Jacksonville’s mayor wept. Others at the service focused on Florida’s political rhetoric and said it has fueled such racist attacks.
The shooting traumatized an historically Black neighborhood in Jacksonville on Saturday as thousands visited Washington DC, to attend the Rev Al Sharpton’s 60th anniversary commemoration of the 1963 March on Washington for Jobs and Freedom, where the Rev Martin Luther King Jr delivered his historic I Have A Dream speech.
The latest in a long history of American racist killings was at the forefront of Sunday services at St Paul AME church, about 3 miles from the crime scene.
“Our hearts are broken,” the Rev Willie Barnes told about 100 congregants Sunday morning. “If any of you are like me, I’m fighting trying to not be angry.”
The attorney general, Merrick Garland, said Sunday that the justice department was “investigating this attack as a hate crime and an act of racially motivated violent extremism”.
“No person in this country should have to live in fear of hate-fueled violence and no family should have to grieve the loss of a loved one to bigotry and hate,” he said.
The Jacksonville mayor, Donna Deegan, cried as she addressed the congregation.
“It feels some days like we’re going backward,” she said.
“I’ve heard some people say that some of the rhetoric that we hear doesn’t really represent what’s in people’s hearts, it’s just the game. It’s just the political game,” Deegan said. “Those three people who lost their lives, that’s not a game.”

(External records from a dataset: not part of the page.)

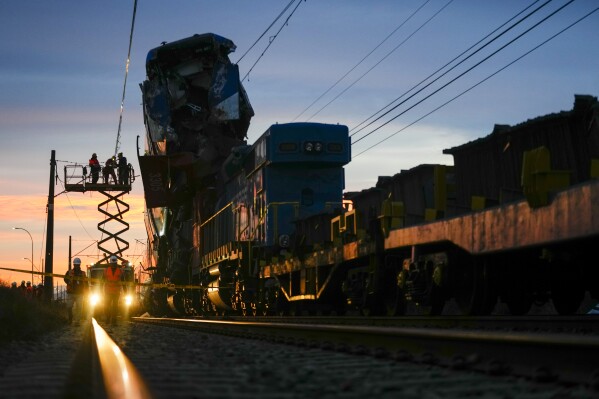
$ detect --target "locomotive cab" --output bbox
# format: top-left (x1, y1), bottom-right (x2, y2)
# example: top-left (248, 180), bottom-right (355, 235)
top-left (200, 123), bottom-right (351, 313)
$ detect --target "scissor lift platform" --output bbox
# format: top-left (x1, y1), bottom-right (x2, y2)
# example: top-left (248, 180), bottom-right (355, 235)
top-left (64, 164), bottom-right (135, 263)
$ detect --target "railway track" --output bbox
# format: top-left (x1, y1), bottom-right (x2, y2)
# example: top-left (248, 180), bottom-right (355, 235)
top-left (135, 317), bottom-right (599, 390)
top-left (0, 317), bottom-right (599, 399)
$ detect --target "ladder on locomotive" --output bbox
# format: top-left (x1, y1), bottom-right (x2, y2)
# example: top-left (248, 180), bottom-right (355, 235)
top-left (64, 164), bottom-right (135, 264)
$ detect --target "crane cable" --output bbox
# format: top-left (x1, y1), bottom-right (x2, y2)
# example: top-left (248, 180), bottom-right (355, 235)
top-left (114, 0), bottom-right (137, 156)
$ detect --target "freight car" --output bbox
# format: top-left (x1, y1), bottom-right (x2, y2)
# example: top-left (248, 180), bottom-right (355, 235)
top-left (140, 35), bottom-right (599, 315)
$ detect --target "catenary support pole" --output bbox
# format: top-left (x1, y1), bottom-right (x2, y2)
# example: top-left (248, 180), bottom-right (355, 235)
top-left (44, 150), bottom-right (56, 301)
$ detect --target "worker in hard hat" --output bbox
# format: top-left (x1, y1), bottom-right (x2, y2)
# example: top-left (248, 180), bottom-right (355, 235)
top-left (64, 258), bottom-right (88, 325)
top-left (104, 255), bottom-right (123, 324)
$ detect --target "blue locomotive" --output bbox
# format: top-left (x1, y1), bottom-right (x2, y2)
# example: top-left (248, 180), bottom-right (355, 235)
top-left (139, 34), bottom-right (599, 316)
top-left (199, 123), bottom-right (350, 314)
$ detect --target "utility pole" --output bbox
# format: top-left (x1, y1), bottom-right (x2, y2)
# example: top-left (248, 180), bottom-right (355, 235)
top-left (44, 150), bottom-right (56, 302)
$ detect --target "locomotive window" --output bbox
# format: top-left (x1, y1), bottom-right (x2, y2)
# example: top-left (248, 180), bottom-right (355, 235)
top-left (279, 143), bottom-right (297, 152)
top-left (301, 188), bottom-right (314, 206)
top-left (327, 143), bottom-right (343, 152)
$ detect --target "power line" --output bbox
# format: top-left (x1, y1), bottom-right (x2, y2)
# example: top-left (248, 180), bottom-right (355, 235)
top-left (353, 0), bottom-right (599, 158)
top-left (352, 0), bottom-right (574, 152)
top-left (308, 0), bottom-right (453, 121)
top-left (241, 0), bottom-right (306, 83)
top-left (292, 0), bottom-right (430, 122)
top-left (350, 0), bottom-right (552, 142)
top-left (236, 0), bottom-right (295, 64)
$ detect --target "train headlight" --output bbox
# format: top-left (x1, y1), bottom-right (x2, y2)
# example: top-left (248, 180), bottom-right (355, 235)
top-left (89, 293), bottom-right (102, 308)
top-left (125, 294), bottom-right (133, 307)
top-left (279, 234), bottom-right (289, 248)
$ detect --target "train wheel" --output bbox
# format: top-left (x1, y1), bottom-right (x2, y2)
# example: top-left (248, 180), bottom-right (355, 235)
top-left (383, 271), bottom-right (406, 316)
top-left (360, 294), bottom-right (383, 317)
top-left (551, 264), bottom-right (585, 315)
top-left (503, 274), bottom-right (534, 316)
top-left (454, 259), bottom-right (497, 316)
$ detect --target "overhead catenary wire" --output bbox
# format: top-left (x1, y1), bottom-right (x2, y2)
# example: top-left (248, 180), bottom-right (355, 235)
top-left (353, 0), bottom-right (599, 158)
top-left (307, 0), bottom-right (453, 121)
top-left (352, 0), bottom-right (574, 150)
top-left (350, 0), bottom-right (553, 137)
top-left (114, 0), bottom-right (137, 156)
top-left (241, 0), bottom-right (306, 82)
top-left (235, 0), bottom-right (296, 64)
top-left (292, 0), bottom-right (430, 122)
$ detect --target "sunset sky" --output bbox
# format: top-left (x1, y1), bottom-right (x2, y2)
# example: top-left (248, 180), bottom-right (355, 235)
top-left (0, 0), bottom-right (599, 284)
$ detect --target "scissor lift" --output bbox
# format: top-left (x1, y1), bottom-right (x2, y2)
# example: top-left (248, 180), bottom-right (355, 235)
top-left (64, 164), bottom-right (135, 264)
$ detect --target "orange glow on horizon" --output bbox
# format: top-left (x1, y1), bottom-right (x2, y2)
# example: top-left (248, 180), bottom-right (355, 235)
top-left (0, 192), bottom-right (147, 286)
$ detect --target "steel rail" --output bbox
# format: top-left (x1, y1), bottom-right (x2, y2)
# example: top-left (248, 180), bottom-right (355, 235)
top-left (63, 318), bottom-right (154, 399)
top-left (133, 318), bottom-right (599, 389)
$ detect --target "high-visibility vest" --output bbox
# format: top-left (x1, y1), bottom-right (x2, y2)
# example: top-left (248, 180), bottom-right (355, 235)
top-left (104, 266), bottom-right (123, 294)
top-left (64, 269), bottom-right (87, 294)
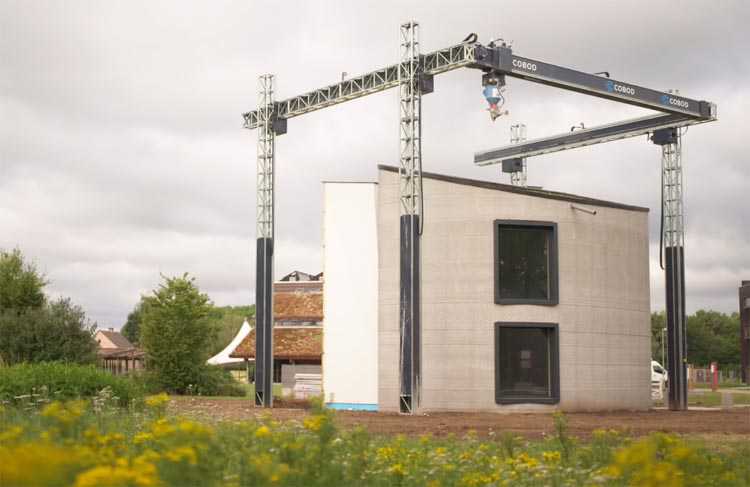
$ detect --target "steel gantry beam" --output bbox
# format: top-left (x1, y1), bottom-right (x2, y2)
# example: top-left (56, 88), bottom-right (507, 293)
top-left (474, 114), bottom-right (710, 166)
top-left (243, 21), bottom-right (716, 413)
top-left (255, 74), bottom-right (276, 407)
top-left (399, 21), bottom-right (422, 413)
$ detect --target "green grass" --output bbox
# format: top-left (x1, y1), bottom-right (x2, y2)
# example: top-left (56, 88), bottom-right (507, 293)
top-left (173, 382), bottom-right (282, 400)
top-left (692, 382), bottom-right (748, 389)
top-left (654, 390), bottom-right (750, 407)
top-left (0, 395), bottom-right (750, 487)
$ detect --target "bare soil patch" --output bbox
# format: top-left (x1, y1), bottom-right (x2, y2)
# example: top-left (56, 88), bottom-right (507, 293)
top-left (169, 397), bottom-right (750, 438)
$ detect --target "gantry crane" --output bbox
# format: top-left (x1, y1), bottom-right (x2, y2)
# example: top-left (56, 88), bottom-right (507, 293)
top-left (243, 21), bottom-right (716, 413)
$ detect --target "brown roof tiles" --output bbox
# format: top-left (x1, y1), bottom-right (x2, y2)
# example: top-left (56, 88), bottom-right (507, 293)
top-left (229, 326), bottom-right (323, 360)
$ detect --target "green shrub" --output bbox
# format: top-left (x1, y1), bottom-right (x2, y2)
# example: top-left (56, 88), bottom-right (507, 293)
top-left (136, 365), bottom-right (247, 397)
top-left (0, 362), bottom-right (145, 405)
top-left (190, 365), bottom-right (245, 396)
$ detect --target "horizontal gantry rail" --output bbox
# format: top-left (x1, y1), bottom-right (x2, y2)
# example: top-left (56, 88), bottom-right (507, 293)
top-left (243, 43), bottom-right (476, 129)
top-left (474, 113), bottom-right (711, 166)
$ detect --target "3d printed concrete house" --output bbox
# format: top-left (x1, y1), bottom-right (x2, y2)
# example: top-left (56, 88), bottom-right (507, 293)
top-left (323, 166), bottom-right (651, 411)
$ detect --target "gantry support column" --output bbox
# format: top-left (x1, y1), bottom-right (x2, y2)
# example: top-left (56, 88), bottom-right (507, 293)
top-left (255, 74), bottom-right (275, 407)
top-left (652, 128), bottom-right (687, 411)
top-left (510, 123), bottom-right (527, 188)
top-left (398, 21), bottom-right (422, 414)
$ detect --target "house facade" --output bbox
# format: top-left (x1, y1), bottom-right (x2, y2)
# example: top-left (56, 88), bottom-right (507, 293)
top-left (323, 166), bottom-right (651, 412)
top-left (94, 328), bottom-right (145, 375)
top-left (229, 271), bottom-right (323, 394)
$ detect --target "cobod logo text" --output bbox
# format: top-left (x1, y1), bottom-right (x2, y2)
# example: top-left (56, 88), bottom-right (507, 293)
top-left (661, 95), bottom-right (690, 108)
top-left (607, 81), bottom-right (635, 96)
top-left (513, 59), bottom-right (536, 72)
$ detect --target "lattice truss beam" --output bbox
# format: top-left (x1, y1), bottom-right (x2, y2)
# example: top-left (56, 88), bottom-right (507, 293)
top-left (243, 43), bottom-right (475, 129)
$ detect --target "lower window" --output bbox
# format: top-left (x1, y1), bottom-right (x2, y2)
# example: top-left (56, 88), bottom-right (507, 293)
top-left (495, 322), bottom-right (560, 404)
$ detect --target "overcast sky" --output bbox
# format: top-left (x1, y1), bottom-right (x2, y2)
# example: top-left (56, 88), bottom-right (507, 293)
top-left (0, 0), bottom-right (750, 328)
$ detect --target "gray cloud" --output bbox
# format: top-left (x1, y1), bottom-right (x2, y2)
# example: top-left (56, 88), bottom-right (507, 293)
top-left (0, 1), bottom-right (750, 326)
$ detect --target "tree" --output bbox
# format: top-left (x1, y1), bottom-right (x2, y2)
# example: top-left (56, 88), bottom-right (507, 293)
top-left (651, 309), bottom-right (740, 368)
top-left (686, 310), bottom-right (740, 368)
top-left (0, 249), bottom-right (47, 313)
top-left (0, 299), bottom-right (97, 364)
top-left (140, 273), bottom-right (215, 393)
top-left (120, 299), bottom-right (143, 346)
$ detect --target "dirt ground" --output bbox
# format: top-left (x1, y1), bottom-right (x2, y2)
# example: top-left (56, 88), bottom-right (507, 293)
top-left (169, 397), bottom-right (750, 439)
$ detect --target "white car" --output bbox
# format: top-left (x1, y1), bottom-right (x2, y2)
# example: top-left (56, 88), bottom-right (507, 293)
top-left (651, 360), bottom-right (668, 385)
top-left (651, 360), bottom-right (667, 401)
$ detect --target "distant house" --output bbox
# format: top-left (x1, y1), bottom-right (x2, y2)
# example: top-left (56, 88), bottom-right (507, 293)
top-left (94, 328), bottom-right (144, 375)
top-left (279, 271), bottom-right (323, 282)
top-left (229, 271), bottom-right (323, 393)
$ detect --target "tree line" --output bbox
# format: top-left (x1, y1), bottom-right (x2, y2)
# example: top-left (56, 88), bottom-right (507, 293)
top-left (0, 249), bottom-right (254, 394)
top-left (651, 309), bottom-right (740, 369)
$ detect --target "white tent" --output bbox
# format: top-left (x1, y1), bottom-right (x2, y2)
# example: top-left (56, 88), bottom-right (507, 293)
top-left (206, 320), bottom-right (252, 365)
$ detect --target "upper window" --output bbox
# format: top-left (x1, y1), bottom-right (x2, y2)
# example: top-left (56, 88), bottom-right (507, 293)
top-left (495, 220), bottom-right (558, 305)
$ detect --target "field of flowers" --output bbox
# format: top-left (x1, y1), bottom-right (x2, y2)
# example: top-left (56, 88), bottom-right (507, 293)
top-left (0, 393), bottom-right (750, 487)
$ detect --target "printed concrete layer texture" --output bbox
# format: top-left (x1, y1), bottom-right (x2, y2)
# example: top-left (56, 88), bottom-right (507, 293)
top-left (378, 169), bottom-right (651, 412)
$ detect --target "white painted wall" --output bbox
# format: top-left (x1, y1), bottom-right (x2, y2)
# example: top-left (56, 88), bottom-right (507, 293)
top-left (323, 182), bottom-right (378, 409)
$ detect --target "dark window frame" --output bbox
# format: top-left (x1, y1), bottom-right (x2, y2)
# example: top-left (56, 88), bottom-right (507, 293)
top-left (495, 321), bottom-right (560, 404)
top-left (493, 220), bottom-right (560, 306)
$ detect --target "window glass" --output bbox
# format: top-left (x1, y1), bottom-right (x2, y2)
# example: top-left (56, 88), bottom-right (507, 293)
top-left (495, 322), bottom-right (560, 404)
top-left (498, 328), bottom-right (552, 397)
top-left (498, 226), bottom-right (552, 300)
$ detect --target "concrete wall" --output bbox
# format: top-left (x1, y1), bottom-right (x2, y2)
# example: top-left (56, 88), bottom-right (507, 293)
top-left (378, 170), bottom-right (651, 411)
top-left (323, 183), bottom-right (378, 409)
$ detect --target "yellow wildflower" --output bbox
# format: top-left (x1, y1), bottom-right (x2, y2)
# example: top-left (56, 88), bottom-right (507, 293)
top-left (75, 462), bottom-right (160, 487)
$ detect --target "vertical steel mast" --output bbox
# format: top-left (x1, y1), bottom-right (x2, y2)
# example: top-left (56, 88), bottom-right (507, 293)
top-left (398, 21), bottom-right (423, 413)
top-left (255, 74), bottom-right (275, 407)
top-left (510, 123), bottom-right (526, 188)
top-left (653, 128), bottom-right (687, 411)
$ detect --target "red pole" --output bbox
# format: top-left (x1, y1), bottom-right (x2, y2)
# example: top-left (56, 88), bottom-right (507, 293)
top-left (711, 362), bottom-right (719, 391)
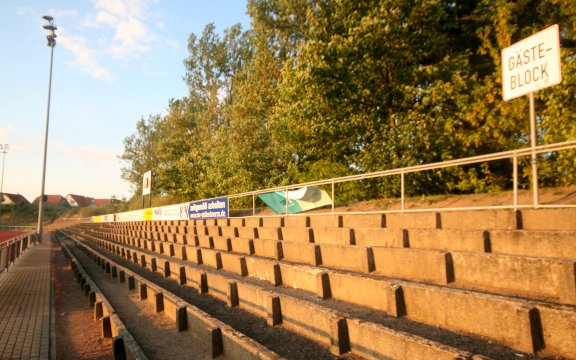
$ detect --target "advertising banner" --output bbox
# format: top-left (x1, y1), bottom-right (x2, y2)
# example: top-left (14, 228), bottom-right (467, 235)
top-left (188, 198), bottom-right (229, 220)
top-left (258, 186), bottom-right (332, 214)
top-left (152, 203), bottom-right (190, 220)
top-left (142, 170), bottom-right (152, 196)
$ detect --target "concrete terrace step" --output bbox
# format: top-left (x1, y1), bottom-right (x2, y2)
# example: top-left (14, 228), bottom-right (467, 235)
top-left (80, 228), bottom-right (576, 305)
top-left (64, 231), bottom-right (548, 359)
top-left (68, 225), bottom-right (574, 358)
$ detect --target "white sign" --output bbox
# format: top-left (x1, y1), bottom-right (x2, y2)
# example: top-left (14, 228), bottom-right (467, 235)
top-left (502, 25), bottom-right (562, 101)
top-left (142, 170), bottom-right (152, 196)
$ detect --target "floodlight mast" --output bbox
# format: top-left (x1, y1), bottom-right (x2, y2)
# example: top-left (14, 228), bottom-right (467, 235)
top-left (38, 15), bottom-right (57, 242)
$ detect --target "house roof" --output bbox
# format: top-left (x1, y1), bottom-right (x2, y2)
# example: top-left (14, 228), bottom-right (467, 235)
top-left (94, 199), bottom-right (113, 206)
top-left (66, 194), bottom-right (94, 207)
top-left (2, 193), bottom-right (30, 204)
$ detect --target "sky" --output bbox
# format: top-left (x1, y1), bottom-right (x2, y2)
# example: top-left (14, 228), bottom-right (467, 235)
top-left (0, 0), bottom-right (250, 201)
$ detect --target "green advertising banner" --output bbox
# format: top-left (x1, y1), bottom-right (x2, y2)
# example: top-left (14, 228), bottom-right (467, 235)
top-left (258, 186), bottom-right (332, 214)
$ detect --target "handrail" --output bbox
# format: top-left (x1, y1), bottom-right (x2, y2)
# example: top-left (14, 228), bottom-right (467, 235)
top-left (92, 140), bottom-right (576, 221)
top-left (228, 140), bottom-right (576, 198)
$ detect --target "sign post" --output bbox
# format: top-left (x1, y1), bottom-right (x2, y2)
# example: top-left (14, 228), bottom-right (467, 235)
top-left (502, 24), bottom-right (562, 208)
top-left (142, 170), bottom-right (152, 208)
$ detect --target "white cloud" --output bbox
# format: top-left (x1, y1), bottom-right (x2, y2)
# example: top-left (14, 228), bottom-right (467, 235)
top-left (51, 143), bottom-right (120, 164)
top-left (46, 9), bottom-right (78, 19)
top-left (58, 31), bottom-right (113, 80)
top-left (89, 0), bottom-right (153, 58)
top-left (0, 125), bottom-right (14, 144)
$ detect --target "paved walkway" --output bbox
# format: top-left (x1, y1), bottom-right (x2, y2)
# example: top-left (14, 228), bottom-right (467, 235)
top-left (0, 238), bottom-right (51, 359)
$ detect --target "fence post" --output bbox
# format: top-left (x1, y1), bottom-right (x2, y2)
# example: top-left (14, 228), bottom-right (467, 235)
top-left (284, 188), bottom-right (288, 215)
top-left (332, 180), bottom-right (336, 214)
top-left (400, 170), bottom-right (405, 212)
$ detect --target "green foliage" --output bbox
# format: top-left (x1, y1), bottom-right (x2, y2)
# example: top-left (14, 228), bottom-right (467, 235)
top-left (121, 0), bottom-right (576, 202)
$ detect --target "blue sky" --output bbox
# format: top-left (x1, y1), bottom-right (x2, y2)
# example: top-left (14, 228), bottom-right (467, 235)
top-left (0, 0), bottom-right (250, 201)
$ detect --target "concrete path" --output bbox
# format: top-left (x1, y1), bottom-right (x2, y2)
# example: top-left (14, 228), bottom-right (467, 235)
top-left (0, 238), bottom-right (51, 359)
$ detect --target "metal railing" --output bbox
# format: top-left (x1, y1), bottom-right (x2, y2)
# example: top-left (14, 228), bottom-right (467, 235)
top-left (228, 140), bottom-right (576, 216)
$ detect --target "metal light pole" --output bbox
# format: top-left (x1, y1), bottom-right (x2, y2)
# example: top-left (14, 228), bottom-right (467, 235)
top-left (38, 15), bottom-right (57, 242)
top-left (0, 144), bottom-right (8, 215)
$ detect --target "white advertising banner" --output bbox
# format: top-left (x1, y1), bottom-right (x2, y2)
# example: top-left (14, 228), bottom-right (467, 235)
top-left (142, 170), bottom-right (152, 196)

The choir sang Amazing Grace before ministers said prayers for the victims’ families and the broader community. From the pews, congregants with heads bowed answered with “amen”.
A masked white man carried out the shooting with at least one weapon bearing a swastika inside a Dollar General store, leaving two men and one woman dead.
The shooting happened just before 2pm within a mile of Edward Waters University, a small, historically Black university. In addition to carrying a firearm painted with a symbol of Germany’s Nazi regime of the 1930s and 1940s, the shooter issued racist statements before the shooting. He killed himself at the scene.
“He hated Black people,” Jacksonville Sheriff TK Waters said.
At the St Paul AME church service, elected officials said racist attacks like Saturday’s have been encouraged by political rhetoric targeting “wokeness” and policies from the Republican-led state government headed by Florida governor Ron DeSantis, including one taking aim at the teaching of Black history in Florida.
“We must be clear, it was not just racially motivated, it was racist violence that has been perpetuated by rhetoric and policies designed to attack Black people, period,” said state representative Angie Nixon, a Jacksonville Democrat and one of several elected officials to speak during the church service.
“We cannot sit idly by as our history is being erased, as our lives are being devalued, as wokeness is being attacked,” Nixon said. “Because let’s be clear – that is red meat to a base of voters.”
Professor David Jamison, who teaches history at Edward Waters, attended St Paul AME Church on Sunday morning with four students from the university. The Rev Barnes acknowledged them from the pulpit.
“These young men, they were within feet of their lives being taken,” Barnes told the congregation. “And we’re grateful God spared their lives.”
The four students declined to speak with reporters after church. The pastor didn’t elaborate on what happened to them, and Jamison said he didn’t know details.
“They’re overwhelmed,” the professor said, “and thankful to be alive.”
Rudolph McKissick, a national board member of the Rev Al Sharpton’s National Action Network, Baptist bishop, and senior pastor of the Bethel church in Jacksonville, was in Jacksonville on Saturday when the shooting occurred in the historically Black New Town neighborhood.
“Nobody is having honest, candid conversations about the presence of racism,” McKissick said.
DeSantis, who spoke with the sheriff by phone from Iowa while campaigning for the Republican presidential nomination, called the shooter a “scumbag”.
“This guy killed himself rather than face the music and accept responsibility for his actions. He took the coward’s way out,” DeSantis said.
McKissick, the Jacksonville pastor, was one of those saying that DeSantis’s politics were contributing to racial tensions in Florida.
“This divide exists because of the ongoing disenfranchisement of Black people and a governor, who is really propelling himself forward through bigoted, racially motivated, misogynistic, xenophobic actions to throw red meat to a Republican base,” McKissick said.
Past shootings targeting Black Americans include one at a Buffalo, New York, supermarket in 2022 and a historic African Methodist Episcopal church in Charleston, South Carolina, in 2015.
The Buffalo shooting, which killed 10 people, stands apart as one of the deadliest targeted attacks on Black people by a lone white gunman in US history. The shooter was sentenced to life in prison without the possibility of parole.